Car cash Point Welcomes Industry Code of Practice

Car Cash Point, the UK’s Logbook Loan Specialists has welcomed the Government’s announcement that the industry will be working to a new Code of Practice from this month. A log book loan allows drivers to unlock the cash in their vehicle, providing secured loans against the car, while the customer continues to drive it. Car Cash Point has been working with the Department of Business, Innovation and Skills (BIS) to ensure best practice and regulation is adopted across the industry, where bills of sale are used.

A bill of sale is used to secure a loan on a consumer’s personal property, in most cases a car. The consultation into bills of sale conducted by BIS, found that any ban on their use, would restrict consumer access to credit, reduce choice and increase prices. It also felt that it would be disproportionate to ban an entire industry due a one rouge lender, who had been using the bill of sale to sell used cars (this is not what they were intended for).

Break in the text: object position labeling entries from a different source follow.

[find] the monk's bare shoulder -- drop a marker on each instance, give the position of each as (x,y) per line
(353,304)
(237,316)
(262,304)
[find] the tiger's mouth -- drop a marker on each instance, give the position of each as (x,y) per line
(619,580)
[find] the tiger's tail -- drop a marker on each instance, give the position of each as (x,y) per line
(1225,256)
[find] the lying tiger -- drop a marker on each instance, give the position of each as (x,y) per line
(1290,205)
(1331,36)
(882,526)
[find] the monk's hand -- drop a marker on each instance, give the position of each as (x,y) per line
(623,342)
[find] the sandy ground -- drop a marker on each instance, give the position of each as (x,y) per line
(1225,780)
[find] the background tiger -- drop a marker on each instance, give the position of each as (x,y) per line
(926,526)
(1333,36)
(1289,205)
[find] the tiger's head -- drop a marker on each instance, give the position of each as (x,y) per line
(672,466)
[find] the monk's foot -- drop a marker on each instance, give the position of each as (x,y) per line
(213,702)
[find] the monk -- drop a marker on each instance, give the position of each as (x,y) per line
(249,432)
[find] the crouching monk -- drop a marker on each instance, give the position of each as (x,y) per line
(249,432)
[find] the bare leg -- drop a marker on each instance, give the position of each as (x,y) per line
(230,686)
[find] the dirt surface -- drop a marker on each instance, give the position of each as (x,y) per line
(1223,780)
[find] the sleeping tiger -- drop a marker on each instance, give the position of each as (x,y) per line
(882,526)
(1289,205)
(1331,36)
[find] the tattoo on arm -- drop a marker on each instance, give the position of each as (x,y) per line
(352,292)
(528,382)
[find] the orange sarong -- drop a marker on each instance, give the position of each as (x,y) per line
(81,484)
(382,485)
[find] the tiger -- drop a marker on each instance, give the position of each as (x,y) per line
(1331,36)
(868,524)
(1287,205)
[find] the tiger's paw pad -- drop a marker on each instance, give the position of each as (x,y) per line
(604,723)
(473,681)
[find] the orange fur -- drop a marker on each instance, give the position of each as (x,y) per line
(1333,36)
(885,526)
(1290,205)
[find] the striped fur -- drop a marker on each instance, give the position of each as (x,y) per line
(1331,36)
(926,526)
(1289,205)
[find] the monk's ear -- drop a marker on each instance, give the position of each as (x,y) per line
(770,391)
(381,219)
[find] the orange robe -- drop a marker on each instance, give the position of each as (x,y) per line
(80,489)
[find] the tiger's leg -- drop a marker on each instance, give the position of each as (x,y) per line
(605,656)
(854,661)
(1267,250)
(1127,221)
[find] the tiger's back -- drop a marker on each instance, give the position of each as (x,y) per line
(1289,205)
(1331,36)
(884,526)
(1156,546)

Chief Executive of Car Cash Point, Paul Hilburn said: “During the past few years there has been a dramatic increase in the number of people facing financial difficulty. Regrettably, there has also been a growth in the number of small, opportunist and often unethical Logbook and Payday Loan companies. Such companies may offer a quick loan often using extortionate interest rates, high fees and unscrupulous tactics for dealing with late repayments. I therefore welcome the announcement by the Government and there decision to introduce a clear Code of Practice. This will provide the customer with the comfort in dealing with a reputable lender like Car Cash Point”.

There is a growing need for consumer credit in the UK which is not being delivered by the mainstream financial suppliers such as our banks and other financial institutions. Logbook loans are the ideal solution for customers with limited or no access to traditional funding to secure an instant loan from £500 to £50,000 credit against their car.

The new EU Consumer Credit Directive came into force in February 2011; the amendments to the Consumer Credit Act will strengthen both consumer rights and lenders’ duties towards their customers, as well as provide standardised information for consumers.

Under the new rules customers will be able to have:

  • Up to 14 days to cancel new loan agreements.
  • The option to make partial early repayments on loans – at the moment borrowers are only able to pay the full amount off early.

Lenders will now have greater responsibility towards consumers and must:

  • Give borrowers standardized pre-contractual information to help them compare different loans.
  • Ensure borrowers understand the detail of their particular loan.
  • Carry out a thorough check on borrowers’ creditworthiness before any loan is agreed.

Consumer Minister Edward Davey said;

“The implementation of the Consumer Credit Directive will help strengthen a culture of responsible lending. With new legal rights for consumers and greater responsibility for lenders, consumers will be better able to take charge of their money.

“But this is just one part of the story. Looking ahead, we want to consider other ways to empower consumers, creating the right environment to strengthen their choices and giving business the room to innovate in response.

“Consumers should be able to help themselves, provided they have the right help and information to do so. We want to do more to promote these options as well as continue to regulate as a last resort where necessary to provide a safety net for the most vulnerable.”